Market Price: $4,500,000
My memory banks are clouded with images from videos of Fred surfing heats at Lowers. In the majority of them he was blitzing the lefts with combos that left me slack-jawed—powering through the soft sections with one foot on the gas and the other on the nitrous. Even if he never took to the air, it would be a breath of fresh air to see a game plan focusing on strength rather than flair.
Market Price: $8,500,000
Putting Julian on your team is a smart move when considering his top notch preparation and burning desire to claim the No. 1 spot. Would it be wrong to think Julian is a more difficult heat draw than Kelly? I might just be more familiar with Kelly’s approach, but it seems like coming up with a strategy to beat Julian would be a more difficult task.
Market Price: $9,000,0000
The storm generating the first swell of the waiting period is ideally positioned, limiting the amount of shadowing and offering more consistent waves. For the most talented surfers in any event, the more opportunities they are given to ride waves, the less of a fighting chance their opponent has.
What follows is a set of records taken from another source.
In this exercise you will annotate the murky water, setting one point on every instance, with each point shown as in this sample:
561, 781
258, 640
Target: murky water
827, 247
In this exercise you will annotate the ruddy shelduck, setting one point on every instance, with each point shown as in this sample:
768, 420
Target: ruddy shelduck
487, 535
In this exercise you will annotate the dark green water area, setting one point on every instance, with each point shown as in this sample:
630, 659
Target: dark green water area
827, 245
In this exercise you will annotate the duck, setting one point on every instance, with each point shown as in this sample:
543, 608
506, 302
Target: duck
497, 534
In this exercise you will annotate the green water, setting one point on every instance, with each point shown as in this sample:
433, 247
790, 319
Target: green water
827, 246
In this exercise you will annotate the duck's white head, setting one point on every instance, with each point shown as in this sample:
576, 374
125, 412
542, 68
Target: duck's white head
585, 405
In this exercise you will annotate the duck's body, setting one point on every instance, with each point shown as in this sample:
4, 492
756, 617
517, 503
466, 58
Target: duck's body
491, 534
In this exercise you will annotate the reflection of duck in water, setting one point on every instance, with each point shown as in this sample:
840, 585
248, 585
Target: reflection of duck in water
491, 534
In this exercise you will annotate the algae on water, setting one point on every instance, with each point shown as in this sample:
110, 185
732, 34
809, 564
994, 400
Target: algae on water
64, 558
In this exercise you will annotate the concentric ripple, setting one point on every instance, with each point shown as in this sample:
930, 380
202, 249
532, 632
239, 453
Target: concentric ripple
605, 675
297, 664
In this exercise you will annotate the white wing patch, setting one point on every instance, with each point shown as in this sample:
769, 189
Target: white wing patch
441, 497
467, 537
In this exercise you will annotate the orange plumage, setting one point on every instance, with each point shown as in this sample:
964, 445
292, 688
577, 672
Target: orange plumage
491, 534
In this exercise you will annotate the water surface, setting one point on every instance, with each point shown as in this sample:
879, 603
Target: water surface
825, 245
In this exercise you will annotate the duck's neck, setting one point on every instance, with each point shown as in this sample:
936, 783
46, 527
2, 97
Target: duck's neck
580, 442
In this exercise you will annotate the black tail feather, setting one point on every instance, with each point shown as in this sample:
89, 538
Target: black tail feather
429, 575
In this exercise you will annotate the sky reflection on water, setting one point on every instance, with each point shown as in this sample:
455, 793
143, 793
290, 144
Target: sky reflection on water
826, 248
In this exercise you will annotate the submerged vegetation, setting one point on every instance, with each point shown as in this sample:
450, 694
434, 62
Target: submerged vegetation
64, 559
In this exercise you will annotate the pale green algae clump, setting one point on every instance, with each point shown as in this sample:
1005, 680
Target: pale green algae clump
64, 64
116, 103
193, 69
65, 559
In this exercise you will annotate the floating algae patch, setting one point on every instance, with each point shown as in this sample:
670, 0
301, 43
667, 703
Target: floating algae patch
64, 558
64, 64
Catch waves John, lots of them.
Market Price: $9,750,000
I don’t buy into the theory that Taj has resigned to casually enjoying his numbered days among the Top 34, no longer up to the challenge of a world title race or even an event victory. His world title aspirations may be diminishing, but the ability of one of surfing’s all-time greats to rise to the occasion and claim an event win is still very much intact.
Market Price: $8,750,000
Formerly holed up in Southern California for extended periods of time, Jordy has become very familiar with searching and destroying at Lowers. Finding that same feeling he had while winning down in Rio is paramount to a similar performance in San Clemente. Alas, now he has a fiance and a wedding to plan for…surf now, or forever hold your peace.